Pontos revertidos: Entre os pontos revertidos está a redação do inciso III do artigo 15-B do Decreto nº 6.306, de 2007, que previa alíquota zero de IOF sobre aplicações de investimentos de fundos nacionais no exterior. Sobre as remessas de pessoas físicas, o governo manterá a atual alíquota de 1,1%, com a promessa de incluir um esclarecimento no decreto.

O Ministério da Fazenda, contudo, não informou se haverá uma edição extraordinária do Diário Oficial para oficializar a mudança, nem quanto a reversão impactará na arrecadação federal. Antes do recuo, o governo estimava reforçar o caixa em R$ 20,5 bilhões em 2025 e R$ 41 bilhões em 2026 com o aumento e a padronização do IOF, atingindo diversos setores, incluindo crédito para empresas do Simples Nacional.

Sobre o recuo: O recuo foi precedido de uma reunião de emergência no Palácio do Planalto, convocada após fortes críticas do mercado financeiro e do setor produtivo diante do vazamento das medidas. A reunião não contou com a presença do ministro da Fazenda, Fernando Haddad, que havia viajado para São Paulo no fim da tarde, pouco depois de anunciar o congelamento de R$ 31,3 bilhões no Orçamento de 2025.

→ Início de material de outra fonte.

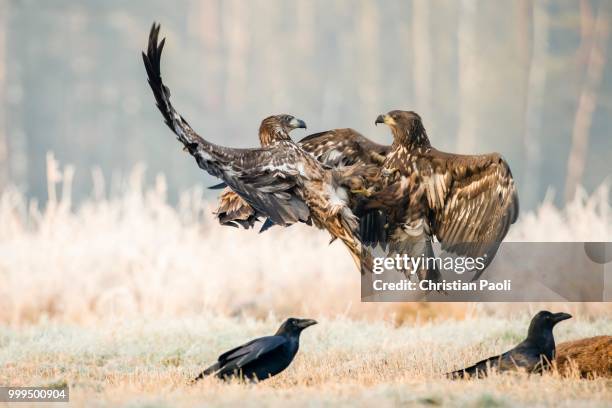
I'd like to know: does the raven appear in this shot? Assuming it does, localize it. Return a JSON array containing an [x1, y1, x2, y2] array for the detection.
[[446, 310, 572, 379], [195, 317, 317, 381]]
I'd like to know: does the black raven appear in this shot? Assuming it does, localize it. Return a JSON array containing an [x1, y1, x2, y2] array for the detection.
[[446, 310, 572, 379], [195, 317, 317, 381]]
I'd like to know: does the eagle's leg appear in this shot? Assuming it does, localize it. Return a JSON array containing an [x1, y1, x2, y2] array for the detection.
[[381, 168, 399, 177], [370, 152, 386, 164]]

O anúncio da elevação do IOF, feito após o fechamento do mercado de câmbio e nos minutos finais da bolsa, provocou forte instabilidade. O dólar comercial, que chegou a cair para R$ 5,59 durante a tarde, fechou em alta de 1,2%, a R$ 5,66. Já a bolsa, que havia subido 0,69%, inverteu o movimento e encerrou o dia com queda de 0,44%.